Malware in the Air?
In a paper being presented today at the Pervasive Computing and Communications Conference in Pisa, Italy, sponsored by the Institute of Electrical and Electronics Engineers Inc. (IEEE) , a group of computer scientists show just how susceptible radio-frequency tags may be to malware.
"Up until now, everyone working on RFID technology has tacitly assumed that the mere act of scanning an RFID tag cannot modify backend software, and certainly not in a malicious way," the paper's authors write. "Unfortunately, they are wrong."
Under certain conditions, they say, RFID tags can be intentionally infected with viruses that can then find their way into the backend databases used by the RFID software.
As RFID spreads from retail supply-chain applications to a host of uses in logistics, warehousing, and other businesses, the specter of viruses spread from tiny tags via handheld scanners into enterprise software platforms could significantly slow the technology's spread. (See DHL Chips in on RFID.)
Today's presentation in Pisa provides details on how to spread viruses via RFID as well as how to defend against them. The paper is being published, the authors, say, to warn the designers and users of RFID not to deploy vulnerable systems.
"By making code for RFID 'malware' publicly available, we hope to convince them that the problem is serious and had better be dealt with, and fast," said author Andrew Tanenbaum and his colleagues, in a statement.
"Viruses on RFID tags present two issues," comments David Adams, senior vice president for corporate strategy and technology at Denver-based Trenstar, which manages thousands of beer kegs in the United Kingdom using RFID tags. "How to protect the flow of information on the tag itself and how to prevent any virus from making from the tag to our application level that is fed from the RFID network." (See Brewers Tap Into RFID.)
Trenstar, Adams adds, has created a proprietary data structure for information, which searches for corrupted data at each stage in the supply chain where the tags are scanned.
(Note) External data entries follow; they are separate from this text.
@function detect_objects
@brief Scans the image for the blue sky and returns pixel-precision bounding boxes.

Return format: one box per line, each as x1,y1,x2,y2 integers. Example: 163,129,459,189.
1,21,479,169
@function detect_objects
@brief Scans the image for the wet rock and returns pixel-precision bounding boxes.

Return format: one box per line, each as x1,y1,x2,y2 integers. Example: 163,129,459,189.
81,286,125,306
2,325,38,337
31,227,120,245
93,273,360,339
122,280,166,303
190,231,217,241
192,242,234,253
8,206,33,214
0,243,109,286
The company also analyzes all data flowing into its application layer for known viruses, including RFID-generated data.
"Any good data collection system has to be set up so that it's very specific in what sort of data it's looking to collect," adds Dan Mullen, executive director of AIM Global, a trade association for the barcode and RFID industries. "That's just good practice, and it's been around for a long time."
The paper outlines three scenarios: a prankster who replaces an RFID tag on a jar of peanut butter with an infected tag to infect a supermarket chain's database; a subdermal (i.e., under-the-skin) RFID tag on a pet used to upload a virus into a veterinarian or ASPCA computer system; and, most alarmingly, a radio-frequency bag tag used to infect an airport baggage-handling system. A virus in an airport database could re-infect other bags as they are scanned, which in turn could spread the virus to hub airports as the traveler changes planes.
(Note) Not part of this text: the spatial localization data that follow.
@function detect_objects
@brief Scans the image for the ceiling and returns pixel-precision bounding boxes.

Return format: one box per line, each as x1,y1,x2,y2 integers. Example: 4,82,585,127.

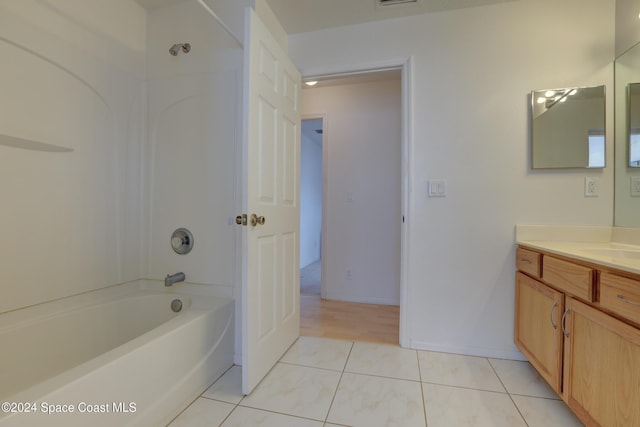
134,0,517,34
265,0,516,34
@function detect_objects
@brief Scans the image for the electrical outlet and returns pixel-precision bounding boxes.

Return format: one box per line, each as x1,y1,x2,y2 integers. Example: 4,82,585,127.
632,176,640,197
585,177,599,197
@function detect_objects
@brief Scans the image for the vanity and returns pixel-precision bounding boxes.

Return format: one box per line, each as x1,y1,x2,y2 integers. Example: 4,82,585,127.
515,226,640,426
514,30,640,425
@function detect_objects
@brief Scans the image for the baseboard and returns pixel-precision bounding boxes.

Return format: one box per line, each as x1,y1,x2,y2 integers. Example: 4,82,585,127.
323,292,400,306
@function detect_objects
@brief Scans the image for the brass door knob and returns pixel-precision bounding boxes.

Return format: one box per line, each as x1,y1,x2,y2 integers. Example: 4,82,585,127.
250,214,265,226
"Within a day, hundreds of airport databases all over the world could be infected," the authors write. "Merely infecting other tags is the most benign case. An RFID virus could also carry a payload that did other damage to the database -- for example, helping drug smugglers or terrorists hide their baggage from airline and government officials."
The broadness of the authors' claims, however, betrays a lack of understanding of how specific RFID systems are designed, says Mullen.
"If you're looking at an airport baggage system, for instance, you have to know what sort of tag's being used, the structure of the data being collected, and what the scanners are set up to gather," he explains. "Look at it in a vertical application fashion to see what specific concerns might be present there."
A renowned computer scientist, Tanenbaum developed the Minix operating system, a precursor to Linux.